Methods: Fifteen breast cancer survivors, who were either actively dating or in a new intimate relationship that began post-diagnosis, participated in semi-structured interviews. Interview transcripts were analyzed using the grounded theory method.
Results: The analysis yielded Wearing My Heart on My Chest as the core category with three underlying categories: (1) Losing and Regaining Self and Bodily Esteem; (2) Taking the Leap: Dating and the Obligation to Disclose; and (3) Reclaiming of Self through the New Relationship. The categories refer to the experience of profound vulnerability invoked by the history of breast cancer and the act of verbally and physically revealing this past to a new intimate partner. Disclosure entailed a series of successive 'tests' of the new partner for his ability to accept the physical and psychological ramifications of breast cancer, with the resulting relationship becoming a vehicle through which women regained self-esteem.

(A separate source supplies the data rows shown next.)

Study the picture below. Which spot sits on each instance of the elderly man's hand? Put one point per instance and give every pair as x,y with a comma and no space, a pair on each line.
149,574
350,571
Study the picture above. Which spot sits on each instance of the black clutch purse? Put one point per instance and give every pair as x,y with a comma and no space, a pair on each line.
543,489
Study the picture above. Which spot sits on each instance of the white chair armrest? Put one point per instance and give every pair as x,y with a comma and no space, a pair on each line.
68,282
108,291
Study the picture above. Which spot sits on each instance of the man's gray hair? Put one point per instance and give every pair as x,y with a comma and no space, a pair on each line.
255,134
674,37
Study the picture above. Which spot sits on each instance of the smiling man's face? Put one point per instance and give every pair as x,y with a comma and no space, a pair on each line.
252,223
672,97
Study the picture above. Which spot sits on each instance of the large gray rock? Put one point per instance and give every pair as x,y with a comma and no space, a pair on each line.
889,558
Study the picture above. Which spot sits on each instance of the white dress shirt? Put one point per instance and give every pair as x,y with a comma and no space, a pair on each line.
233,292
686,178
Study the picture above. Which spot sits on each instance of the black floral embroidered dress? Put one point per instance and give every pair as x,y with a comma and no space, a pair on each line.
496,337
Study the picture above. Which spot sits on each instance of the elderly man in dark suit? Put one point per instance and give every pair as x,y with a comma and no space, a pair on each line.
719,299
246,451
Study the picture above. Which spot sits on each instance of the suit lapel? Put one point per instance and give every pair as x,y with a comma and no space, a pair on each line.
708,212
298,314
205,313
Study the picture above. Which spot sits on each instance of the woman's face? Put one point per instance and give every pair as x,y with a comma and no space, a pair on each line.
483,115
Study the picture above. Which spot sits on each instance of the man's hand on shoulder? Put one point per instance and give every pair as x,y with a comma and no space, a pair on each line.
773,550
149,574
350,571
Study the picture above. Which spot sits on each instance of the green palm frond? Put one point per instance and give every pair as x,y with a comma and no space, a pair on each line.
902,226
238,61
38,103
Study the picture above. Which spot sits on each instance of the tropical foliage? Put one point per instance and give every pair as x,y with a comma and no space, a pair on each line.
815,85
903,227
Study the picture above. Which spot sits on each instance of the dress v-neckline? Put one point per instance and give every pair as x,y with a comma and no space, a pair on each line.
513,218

Conclusions: The process of dating and starting a new intimate relationship had the potential to restore women's self and bodily esteem previously diminished by breast cancer. The reconfiguration of self-esteem following breast cancer is thus experienced as an ongoing process that begins with diagnosis and continues well into the new relationship.
Keywords: breast cancer; cancer; dating; disclosure; oncology; relationships.